Shanahan is equally optimistic, saying the current environment offers big opportunities for local exporters but also for local companies looking for investment – he believes a recent increase in the number of acquisitions has been partly accelerated by the currency changes.

He says the scale of the tariffs will be ‘neutralised’ for many by currency benefits with the New Zealand and Australian dollars tumbling post ‘Liberation Day’.

“If you go back to the early 2000s, where the dollar was hovering around 42 cents and above, it was a period of significant opportunity with growth in the United States for Kiwi manufacturers,” he notes.

A key reason for New Line Cinema’s deal with Weta for the making of the Lord of the Rings trilogy, was the realisation that they could make three movies in New Zealand for the price of one.

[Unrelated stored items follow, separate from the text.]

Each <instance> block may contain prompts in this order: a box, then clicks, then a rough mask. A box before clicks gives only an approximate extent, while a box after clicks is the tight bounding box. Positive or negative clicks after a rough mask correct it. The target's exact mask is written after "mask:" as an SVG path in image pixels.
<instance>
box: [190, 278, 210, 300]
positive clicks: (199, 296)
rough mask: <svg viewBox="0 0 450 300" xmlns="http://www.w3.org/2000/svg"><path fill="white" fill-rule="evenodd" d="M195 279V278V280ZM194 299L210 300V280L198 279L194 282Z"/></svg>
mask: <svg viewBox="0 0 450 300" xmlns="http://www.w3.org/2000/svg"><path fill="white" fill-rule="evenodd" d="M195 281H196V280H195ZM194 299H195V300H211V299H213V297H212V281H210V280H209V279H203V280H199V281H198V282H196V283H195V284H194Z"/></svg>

North America accounted for $4.3 billion of the $13.5 billion in revenue for New Zealand’s top 200 tech companies last year. But the North American market growth has slowed, with growth in other regions coming on strongly.

“The US isn’t the only market for local companies.”

The local market has also changed, with the tech sector in particular a ‘totally different beast’ to how it was 10-20 years ago with more $200 million+ revenue companies, and a market much more integrated into the global economy.

“This year TIN forecasting will be around 20 companies with revenue over $200m and many of those companies are exposed to the US,” Shanahan says.

“All of a sudden they get a bump in revenue, their costs in US dollars have gone, their margins have increased, they’ve got the opportunity to put people on the ground and make a distributor’s margin as well as a manufacturer’s margin, for those who are using just agents.

“It’s really a time for local tech companies to sit back and ask what they’re going to do about things in terms of strategic advantage.”

Uncertainty and chaos are traditionally good for technology, he notes, with receptiveness to new ideas and innovation higher.

“The biggest challenge to getting into a market is a complacent status quo who will defend their patch with enormous resources, no matter what. Now, across the world people are questioning whether they can afford to do business in the same way or use these solutions.

“People are opening their eyes to what their cost structures are and revisiting in a way that they wouldn’t in better times.”

A prevalence of B2B tech businesses, and growth areas of fintech and healthtech which are less affected by discretionary spend, will also provide some insulation for New Zealand.

Shanahan says there’s also potential for local companies to bring manufacturing back to New Zealand and Australia to capitalise on the lower tariffs the two countries have been hit with.

When Covid hit, companies such as Fisher & Paykel Healthcare were forthright that they had choices in terms of manufacuting in New Zealand or, in F&P Healthcare’s case, Mexico, which is now facing a 25 percent tariff. (Almost all of the company’s products sold into the US from Mexico are compliant with the US, Mexico and Canada trade agreement.)

For consumers, the future might be less clear. Large amounts of consumer tech is assembled in China, from Chinese componentry, with Vietnam and India also growing tech markets. However, most US companies have the ability to supply local consumers via distribution hubs or subsidiaries in free trade markets, with other companies who don’t already have that ability flagging that they’re looking at establishing centres outside the US to ship to non-US customers.

There’s another reason too, to be optimistic, Shanahan says.

“At a very helicopter level, the world is shaking a bit with growing competition for dominance of major markets.”

Competition in areas such as EVs is heating up, with the likes of China’s BYD trying to muscle in on Tesla.

“The world is shuffling the chairs in the marketplace and that pricing competition will be good for consumers.”

Of course, there are the wider issues of potential trade wars, the impact of economic uncertainty and higher costs creating a drag for the global economy.

“The biggest issue is really where is this all going? But if you focus on the things that are just relevant to you, and where you can move the dial, wow, it’s never been a better time,” Shanahan says.